Q: Can I just use a general arbitration clause in my engagement letters?
A:
Camico does not recommend arbitration for disputes other than simple fee disputes. The only exception might be simple individual income tax return preparation engagements (1040 forms), but not complex returns. We advise CPAs to not use a general arbitration clause in an engagement letter. Most engagements, when in dispute, tend to produce complex, high-risk, high-dollar disputes that are better managed through litigation than arbitration. An effective legal defense can be restricted and impaired by arbitration.

Q: How do I get the client to agree to binding arbitration for fees disputes only?
A:
The best way is to have a binding arbitration clause for fee disputes only in your engagement letter, which is signed by the client. Use an engagement letter to spell out the scope of the work you will perform for a client, including the limitations and responsibilities of each party. Consider including a fee estimate, noting that unforeseen circumstances or changes in the engagement could make a revision necessary. An excellent resource for engagement letters is the CPA’s Guide to Effective Engagement Letters. An order form for the book can be found at www.camico.com. Click on “Services,” scroll down to “Practice Management Tools,” click and scroll down to the order form link.

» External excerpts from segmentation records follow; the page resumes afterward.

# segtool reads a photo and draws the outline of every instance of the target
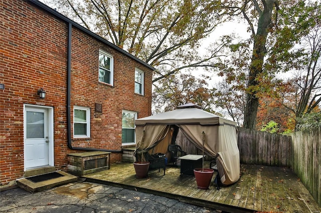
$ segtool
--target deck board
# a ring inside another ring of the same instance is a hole
[[[209,162],[205,165],[208,166]],[[132,164],[111,164],[110,168],[83,176],[88,181],[149,192],[194,204],[237,212],[316,212],[321,208],[292,170],[287,168],[241,165],[240,180],[218,190],[213,175],[210,188],[197,188],[193,176],[181,174],[168,166],[136,178]]]

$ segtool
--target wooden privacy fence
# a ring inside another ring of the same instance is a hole
[[[189,154],[202,154],[202,150],[198,150],[181,131],[176,144]],[[290,136],[239,128],[237,144],[241,164],[290,167]]]
[[[240,162],[245,164],[290,168],[292,160],[291,137],[239,128]]]
[[[321,206],[321,126],[288,134],[293,150],[291,168]]]

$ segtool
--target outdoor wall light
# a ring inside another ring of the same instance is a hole
[[[43,88],[41,88],[40,90],[38,90],[37,94],[39,95],[40,98],[45,99],[45,97],[46,96],[46,91],[45,91]]]

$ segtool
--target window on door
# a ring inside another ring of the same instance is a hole
[[[134,144],[135,120],[137,112],[123,111],[122,116],[122,143],[123,144]]]
[[[74,106],[74,137],[90,137],[90,109]]]

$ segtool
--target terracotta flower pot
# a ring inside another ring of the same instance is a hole
[[[149,162],[134,162],[134,168],[137,178],[144,178],[147,176],[149,168]]]
[[[214,172],[214,170],[212,168],[195,168],[194,175],[197,188],[202,190],[208,189]]]

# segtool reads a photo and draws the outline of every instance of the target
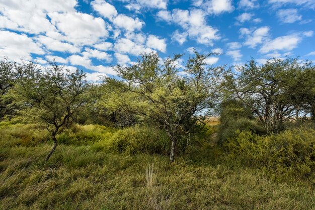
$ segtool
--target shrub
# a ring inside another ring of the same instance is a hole
[[[167,135],[149,126],[137,125],[119,130],[107,143],[110,151],[128,154],[165,154],[170,147]]]
[[[56,138],[60,144],[87,145],[107,140],[115,131],[114,128],[97,125],[73,124],[70,128],[60,131]]]
[[[42,130],[34,124],[7,124],[0,127],[2,147],[35,146],[49,139],[48,131]]]
[[[240,131],[249,131],[253,134],[264,135],[267,134],[265,128],[255,120],[241,118],[229,121],[219,126],[218,136],[219,143],[222,145],[227,139],[237,137]]]
[[[259,136],[238,131],[223,149],[228,158],[267,169],[277,179],[309,178],[315,170],[315,130],[299,128]]]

Following are some other effective tips for avoiding problems stemming from billing and collections issues:

Start off on the right foot.

  • Be sure to price your services as high as they should be. Underpricing can increase pressure on you to maintain revenue by hurrying through complex tasks, increasing the chance of error and liability.
  •  Work with credit-reporting services to identify problem clients before accepting engagements. Where possible, check clients’ payment history with their prior CPAs. Listen carefully—sometimes what they don’t say is important. Fearful of liability for slander, practitioners are more likely to praise a good client than criticize a difficult one.
  • Request a retainer at the beginning of an engagement, especially from clients with a poor credit history.

Keep clients informed of what they owe you.

  • Bill only for tasks within the scope specified in the engagement letter. Charge for additional work only with the client’s written permission.
  • Keep invoices simple and easy to understand. In the event of a legal dispute, bills that are precise, accurate and agree with other engagement documentation could decide the case in your favor.
  • Negotiate a mutually convenient billing cycle with your clients. Then, bill for completed tasks as soon as possible, while the work is fresh in their minds.

Get paid on time.

  • Consider allowing clients to use credit cards or promissory notes as payment options. Credit cards are convenient for clients and—if you’re willing to pay bank fees—enable you to spend less time on collections and more on developing new business. State laws govern the terms of promissory notes, but within those limits you can customize the notes to suit your needs and those of your clients.
  • Closely monitor and document clients’ payment history. When payments are late, speak directly with the client’s accounts payable manager and ensure that he or she understands the terms of your agreement.
  • Consider using a collection agency only after you have done everything possible on your own to settle the account.

Michael Davenport, J.D., is a senior professional liability claims specialist with Camico Mutual Insurance Company. He has nearly 20 years of experience in managing claims and has developed expertise in accounting malpractice claims avoidance and mitigation procedures.